Bánh cuốn is made from a thin, wide sheet of fermented rice batter filled with a mixture of cooked seasoned ground pork, minced wood ear mushroom, and minced shallots. Sides for this dish usually consist of chả lụa (Vietnamese pork sausage), sliced cucumber, and bean sprouts, with the dipping sauce, which is fish sauce, called nước chấm (fish sauce).

The rice sheet of bánh cuốn is extremely thin and delicate. It is made by steaming a slightly fermented rice batter on a cloth that is stretched over a pot of boiling water. It is a light dish and is generally eaten for breakfast everywhere in Vietnam. A different version of bánh cuốn, called bánh cuốn Thanh Trì and bánh cuốn làng Kênh, may be found in Thanh Trì, a southern district of Hanoi and Kênh village of Nam Định, an ancient village in the center of Nam Định city. Bánh cuốn Thanh Trì or Bánh cuốn làng Kênh are not rolls, but just rice sheets eaten with chả lụa, fried shallots, or prawns.

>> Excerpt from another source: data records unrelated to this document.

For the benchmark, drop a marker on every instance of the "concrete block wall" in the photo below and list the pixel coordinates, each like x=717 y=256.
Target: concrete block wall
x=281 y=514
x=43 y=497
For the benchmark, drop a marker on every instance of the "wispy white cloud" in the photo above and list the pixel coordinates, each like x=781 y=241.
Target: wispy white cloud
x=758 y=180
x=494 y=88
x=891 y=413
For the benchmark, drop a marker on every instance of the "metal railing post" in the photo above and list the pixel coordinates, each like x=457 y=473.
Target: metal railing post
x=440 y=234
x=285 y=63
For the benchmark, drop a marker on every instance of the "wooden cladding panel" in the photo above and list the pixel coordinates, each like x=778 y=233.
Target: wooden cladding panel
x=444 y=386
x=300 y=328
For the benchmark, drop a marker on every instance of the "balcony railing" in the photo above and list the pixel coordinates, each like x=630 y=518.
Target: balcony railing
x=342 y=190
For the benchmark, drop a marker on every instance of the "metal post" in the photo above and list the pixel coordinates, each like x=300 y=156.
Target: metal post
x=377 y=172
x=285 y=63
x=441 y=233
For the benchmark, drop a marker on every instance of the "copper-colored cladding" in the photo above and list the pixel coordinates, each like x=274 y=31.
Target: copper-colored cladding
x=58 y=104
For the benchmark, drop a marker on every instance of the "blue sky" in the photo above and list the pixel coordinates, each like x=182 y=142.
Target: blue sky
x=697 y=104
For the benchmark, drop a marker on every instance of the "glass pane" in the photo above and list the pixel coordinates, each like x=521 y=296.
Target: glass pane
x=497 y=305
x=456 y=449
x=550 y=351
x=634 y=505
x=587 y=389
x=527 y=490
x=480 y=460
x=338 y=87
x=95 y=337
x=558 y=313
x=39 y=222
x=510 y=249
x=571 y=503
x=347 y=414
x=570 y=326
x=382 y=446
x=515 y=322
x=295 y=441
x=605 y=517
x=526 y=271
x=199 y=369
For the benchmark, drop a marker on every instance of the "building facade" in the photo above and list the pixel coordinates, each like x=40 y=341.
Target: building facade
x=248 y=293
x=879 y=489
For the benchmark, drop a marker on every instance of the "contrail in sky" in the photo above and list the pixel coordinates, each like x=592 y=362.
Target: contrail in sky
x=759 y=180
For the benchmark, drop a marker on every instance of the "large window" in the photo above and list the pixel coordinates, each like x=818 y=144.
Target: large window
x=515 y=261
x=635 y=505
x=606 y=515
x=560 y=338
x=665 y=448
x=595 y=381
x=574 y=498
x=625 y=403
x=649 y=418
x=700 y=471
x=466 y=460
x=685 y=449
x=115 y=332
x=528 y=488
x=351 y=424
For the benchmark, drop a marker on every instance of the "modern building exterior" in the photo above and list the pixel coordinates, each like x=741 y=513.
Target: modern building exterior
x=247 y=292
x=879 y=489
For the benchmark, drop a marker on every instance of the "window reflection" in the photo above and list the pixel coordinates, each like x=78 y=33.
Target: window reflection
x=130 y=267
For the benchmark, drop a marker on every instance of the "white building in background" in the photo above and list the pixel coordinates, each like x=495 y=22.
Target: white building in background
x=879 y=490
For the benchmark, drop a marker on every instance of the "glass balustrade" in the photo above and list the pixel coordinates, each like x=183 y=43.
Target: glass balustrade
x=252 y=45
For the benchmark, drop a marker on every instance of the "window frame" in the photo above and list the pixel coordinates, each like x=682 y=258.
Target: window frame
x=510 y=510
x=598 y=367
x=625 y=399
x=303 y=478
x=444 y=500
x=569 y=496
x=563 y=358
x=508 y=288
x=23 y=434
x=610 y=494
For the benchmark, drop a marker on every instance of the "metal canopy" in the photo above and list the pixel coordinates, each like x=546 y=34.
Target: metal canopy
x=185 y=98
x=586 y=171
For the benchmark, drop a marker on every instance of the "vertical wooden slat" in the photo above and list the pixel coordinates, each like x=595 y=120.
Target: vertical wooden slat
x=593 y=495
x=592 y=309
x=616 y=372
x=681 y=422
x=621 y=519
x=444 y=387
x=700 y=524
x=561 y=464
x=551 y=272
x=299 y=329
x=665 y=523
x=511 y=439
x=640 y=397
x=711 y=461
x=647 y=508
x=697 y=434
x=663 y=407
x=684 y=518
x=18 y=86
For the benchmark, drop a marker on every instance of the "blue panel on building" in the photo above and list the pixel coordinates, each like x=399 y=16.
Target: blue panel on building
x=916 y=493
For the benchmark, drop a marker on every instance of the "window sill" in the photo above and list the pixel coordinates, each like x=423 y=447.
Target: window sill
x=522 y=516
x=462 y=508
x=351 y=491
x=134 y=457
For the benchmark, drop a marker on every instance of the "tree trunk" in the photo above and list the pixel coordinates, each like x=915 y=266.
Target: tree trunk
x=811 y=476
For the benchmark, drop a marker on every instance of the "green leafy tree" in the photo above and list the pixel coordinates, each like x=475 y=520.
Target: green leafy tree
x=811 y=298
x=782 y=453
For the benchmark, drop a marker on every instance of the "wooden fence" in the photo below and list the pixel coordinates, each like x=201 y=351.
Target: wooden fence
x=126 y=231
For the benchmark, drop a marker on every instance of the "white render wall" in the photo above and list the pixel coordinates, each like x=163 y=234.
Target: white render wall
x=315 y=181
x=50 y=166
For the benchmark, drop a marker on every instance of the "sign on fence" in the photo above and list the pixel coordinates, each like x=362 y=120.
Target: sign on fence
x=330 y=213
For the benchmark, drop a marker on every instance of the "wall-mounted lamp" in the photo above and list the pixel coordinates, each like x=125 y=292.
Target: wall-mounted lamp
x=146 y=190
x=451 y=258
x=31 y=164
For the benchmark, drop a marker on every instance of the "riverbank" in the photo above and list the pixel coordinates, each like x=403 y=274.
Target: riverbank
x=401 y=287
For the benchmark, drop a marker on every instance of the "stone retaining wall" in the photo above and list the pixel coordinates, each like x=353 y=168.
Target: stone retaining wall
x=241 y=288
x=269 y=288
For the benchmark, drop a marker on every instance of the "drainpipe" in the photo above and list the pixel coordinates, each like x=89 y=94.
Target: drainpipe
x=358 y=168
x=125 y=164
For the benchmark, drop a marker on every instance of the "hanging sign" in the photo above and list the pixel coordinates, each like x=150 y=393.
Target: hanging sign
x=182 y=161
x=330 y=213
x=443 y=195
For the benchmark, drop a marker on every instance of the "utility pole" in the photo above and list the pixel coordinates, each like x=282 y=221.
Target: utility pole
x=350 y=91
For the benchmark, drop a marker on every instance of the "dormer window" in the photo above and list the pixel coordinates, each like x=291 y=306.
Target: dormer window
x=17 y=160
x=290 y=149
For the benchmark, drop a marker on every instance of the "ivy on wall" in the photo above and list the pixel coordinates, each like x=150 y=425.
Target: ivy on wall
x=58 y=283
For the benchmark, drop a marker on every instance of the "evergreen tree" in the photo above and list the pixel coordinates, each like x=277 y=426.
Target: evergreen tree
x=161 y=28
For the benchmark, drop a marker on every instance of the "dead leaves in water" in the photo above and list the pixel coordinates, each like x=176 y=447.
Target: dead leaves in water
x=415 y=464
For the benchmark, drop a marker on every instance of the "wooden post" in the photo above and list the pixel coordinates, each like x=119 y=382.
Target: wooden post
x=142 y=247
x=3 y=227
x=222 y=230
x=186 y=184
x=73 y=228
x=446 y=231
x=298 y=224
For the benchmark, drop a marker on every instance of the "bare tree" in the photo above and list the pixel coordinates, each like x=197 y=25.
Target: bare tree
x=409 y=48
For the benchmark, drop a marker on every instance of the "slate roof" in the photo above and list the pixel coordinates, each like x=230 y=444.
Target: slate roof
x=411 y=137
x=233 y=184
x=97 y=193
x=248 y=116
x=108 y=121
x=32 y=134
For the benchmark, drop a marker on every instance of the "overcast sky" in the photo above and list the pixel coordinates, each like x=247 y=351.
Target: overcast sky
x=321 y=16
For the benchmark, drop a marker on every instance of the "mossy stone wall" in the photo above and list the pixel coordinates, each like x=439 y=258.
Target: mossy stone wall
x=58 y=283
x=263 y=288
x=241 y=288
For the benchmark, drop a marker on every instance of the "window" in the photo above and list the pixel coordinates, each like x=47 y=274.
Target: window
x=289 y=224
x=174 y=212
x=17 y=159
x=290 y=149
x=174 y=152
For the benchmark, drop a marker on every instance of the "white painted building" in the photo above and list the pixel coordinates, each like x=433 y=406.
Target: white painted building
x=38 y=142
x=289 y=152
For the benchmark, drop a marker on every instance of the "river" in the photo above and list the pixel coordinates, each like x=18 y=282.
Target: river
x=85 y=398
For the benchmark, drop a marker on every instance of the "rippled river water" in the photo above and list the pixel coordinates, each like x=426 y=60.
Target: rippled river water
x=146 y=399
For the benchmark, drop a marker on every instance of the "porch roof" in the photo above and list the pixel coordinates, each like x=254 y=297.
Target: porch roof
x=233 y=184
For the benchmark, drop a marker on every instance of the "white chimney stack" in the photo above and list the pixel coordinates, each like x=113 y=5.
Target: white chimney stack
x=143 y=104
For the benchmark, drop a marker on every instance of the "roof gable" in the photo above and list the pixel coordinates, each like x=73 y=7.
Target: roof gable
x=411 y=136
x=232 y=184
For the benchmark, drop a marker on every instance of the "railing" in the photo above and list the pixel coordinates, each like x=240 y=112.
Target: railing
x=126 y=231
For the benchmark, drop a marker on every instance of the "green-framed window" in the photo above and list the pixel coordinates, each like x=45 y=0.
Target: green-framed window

Bánh ướt is simply the unfilled rice sheet, and is typically served with bean sprouts, chopped lettuce, sliced cucumber, fresh basil and mint, fried shallots and onions, chả or giò lụa, and fish sauce.

==In other countries==
===Pak moh yuan===
In regards to Vietnamese culture, Thai cuisine commonly refers to the dish as pak moh yuan (ปากหม้อญวน). Skilled food preparers will make each rice sheet extra thin with as much stuffing as possible. Rice sheets are usually made of arrowroot flour which gives a tapioca-like consistency. The dough may also be infused with naturally extracted herbs such as butterfly pea for blue shades and pandan for green shades. As for the stuffing, the most popular stuffing is ground pork with cilantro roots, pepper, garlic, shallots and preserved radish. Less common stuffing is chicken, mushroom, corn, coconut, bean sprouts, chives, etc. Vegetarian recipes are also available.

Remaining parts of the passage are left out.